Foreign Investors See Big Opportunity in U.S.
January 11, 2016
Foreign investors are expected to pour more money into U.S. real estate this year than they did last year, according to a newly released survey by the Association of Foreign Investors in Real Estate of about half of the group’s 200 members.
The survey showed that 64 percent of respondents said they intended to make modest to major increases in U.S property investments this year. Thirty-one percent said they plan to maintain their holdings or reinvest sales proceeds into other U.S. assets.
New York remains the top target market globally, according to the survey.
“This is a very strong response,” says Jim Fetgatter, chief executive of AFIRE. He noted to Bloomberg that China’s economic slowdown, Brazil’s recession, and Europe’s immigration crisis have instilled in international investors that “the U.S., at the moment, really is the safest place for them to go.”
Download NAR's latest international home-buying activity report.
The U.S. ranked as the country with the best opportunities for price appreciation in 2016, followed by Brazil, Spain, Ireland, and the United Kingdom, according to the survey.
Investors from Canada, Asia, Europe, and Australia in search of higher yields have been making investments in office towers, warehouses, apartment buildings, shopping malls, and hotels.

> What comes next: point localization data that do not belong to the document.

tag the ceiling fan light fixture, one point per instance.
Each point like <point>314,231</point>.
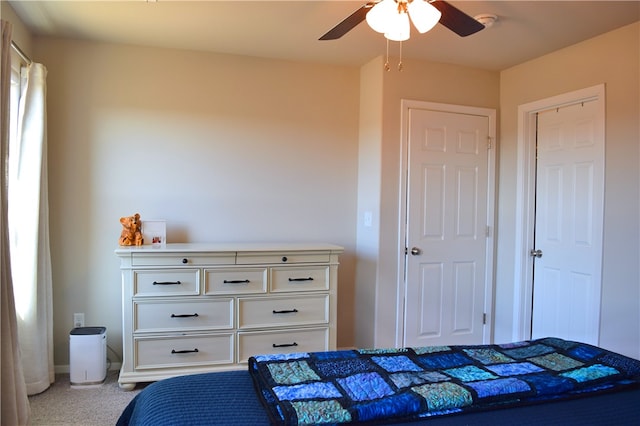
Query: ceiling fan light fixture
<point>399,28</point>
<point>423,15</point>
<point>378,16</point>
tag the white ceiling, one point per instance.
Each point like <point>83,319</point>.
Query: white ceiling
<point>290,29</point>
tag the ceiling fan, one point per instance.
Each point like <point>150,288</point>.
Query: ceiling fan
<point>452,18</point>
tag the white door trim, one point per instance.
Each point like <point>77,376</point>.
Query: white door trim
<point>406,105</point>
<point>525,193</point>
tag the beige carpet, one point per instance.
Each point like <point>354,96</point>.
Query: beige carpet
<point>97,406</point>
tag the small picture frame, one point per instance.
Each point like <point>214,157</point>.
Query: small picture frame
<point>154,232</point>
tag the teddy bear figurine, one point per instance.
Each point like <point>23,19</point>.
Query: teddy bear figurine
<point>131,231</point>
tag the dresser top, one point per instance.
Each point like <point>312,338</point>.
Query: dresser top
<point>229,247</point>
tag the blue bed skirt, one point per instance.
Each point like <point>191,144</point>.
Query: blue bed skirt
<point>229,398</point>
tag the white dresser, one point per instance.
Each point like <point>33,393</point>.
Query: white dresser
<point>193,308</point>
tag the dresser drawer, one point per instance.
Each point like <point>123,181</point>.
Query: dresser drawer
<point>182,259</point>
<point>304,278</point>
<point>248,258</point>
<point>282,341</point>
<point>183,351</point>
<point>235,281</point>
<point>171,315</point>
<point>283,311</point>
<point>166,282</point>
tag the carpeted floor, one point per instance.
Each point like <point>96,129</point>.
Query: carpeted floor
<point>91,406</point>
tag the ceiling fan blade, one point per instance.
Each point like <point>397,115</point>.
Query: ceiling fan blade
<point>349,23</point>
<point>456,20</point>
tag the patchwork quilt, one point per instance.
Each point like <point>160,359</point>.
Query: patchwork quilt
<point>391,385</point>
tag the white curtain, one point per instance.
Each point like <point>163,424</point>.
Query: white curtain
<point>29,231</point>
<point>15,405</point>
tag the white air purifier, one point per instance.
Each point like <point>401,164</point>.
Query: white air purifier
<point>87,356</point>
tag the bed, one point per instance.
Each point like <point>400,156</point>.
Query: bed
<point>545,381</point>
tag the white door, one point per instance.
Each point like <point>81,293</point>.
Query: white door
<point>447,228</point>
<point>568,223</point>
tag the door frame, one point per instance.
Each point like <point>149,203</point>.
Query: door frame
<point>490,114</point>
<point>525,198</point>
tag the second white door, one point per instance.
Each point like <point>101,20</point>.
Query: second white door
<point>568,223</point>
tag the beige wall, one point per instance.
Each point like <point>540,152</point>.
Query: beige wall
<point>230,148</point>
<point>612,59</point>
<point>224,148</point>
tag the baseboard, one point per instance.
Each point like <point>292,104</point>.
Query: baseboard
<point>64,369</point>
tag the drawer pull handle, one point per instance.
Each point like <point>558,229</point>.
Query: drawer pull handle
<point>167,283</point>
<point>286,311</point>
<point>186,351</point>
<point>184,315</point>
<point>284,345</point>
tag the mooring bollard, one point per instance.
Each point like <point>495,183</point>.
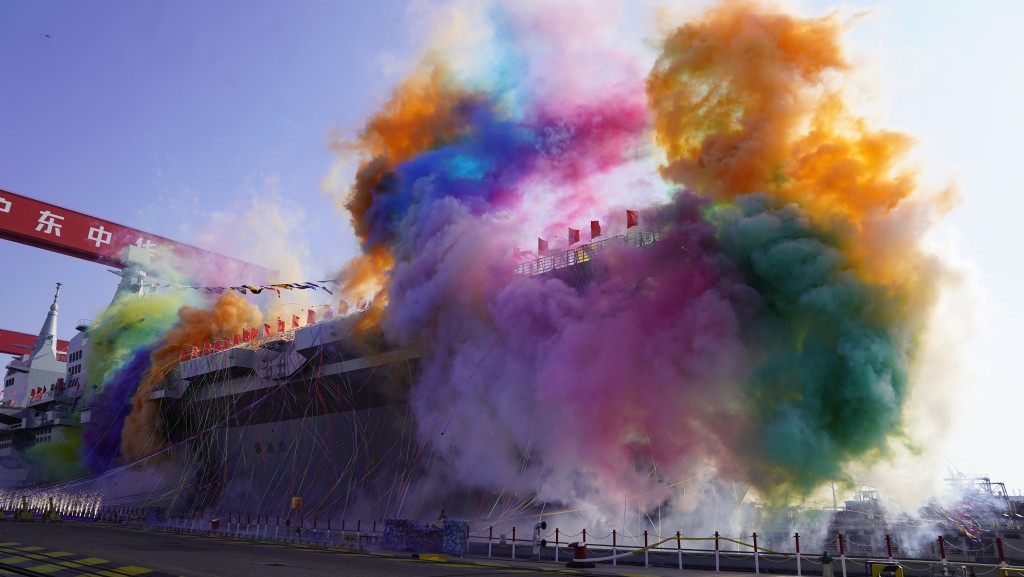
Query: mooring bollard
<point>614,549</point>
<point>797,536</point>
<point>757,558</point>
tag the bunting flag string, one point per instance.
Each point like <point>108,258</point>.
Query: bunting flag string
<point>255,289</point>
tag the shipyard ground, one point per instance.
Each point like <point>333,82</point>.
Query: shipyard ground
<point>72,548</point>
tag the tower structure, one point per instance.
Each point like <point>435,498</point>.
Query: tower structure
<point>40,370</point>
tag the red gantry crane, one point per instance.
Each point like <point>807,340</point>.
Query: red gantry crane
<point>60,230</point>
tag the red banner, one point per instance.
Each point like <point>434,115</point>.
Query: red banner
<point>59,230</point>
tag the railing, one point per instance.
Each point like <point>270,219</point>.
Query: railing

In the residential sector, foreign buyers have remained strong too. About 209,000 homes were estimated to have been sold to foreign buyers in the 12 months ending March 2015, according to a report released last year by the National Association of REALTORS®, “The 2015 Profile of Home Buying Activity of International Clients.”
What’s more, foreign buyers, on average, paid nearly $500,000 for a home – compared to about $256,000 overall for the U.S. average house price. NAR’s report showed that the four states accounting for 50 percent of international sales last year were Florida, California, Texas, and Arizona.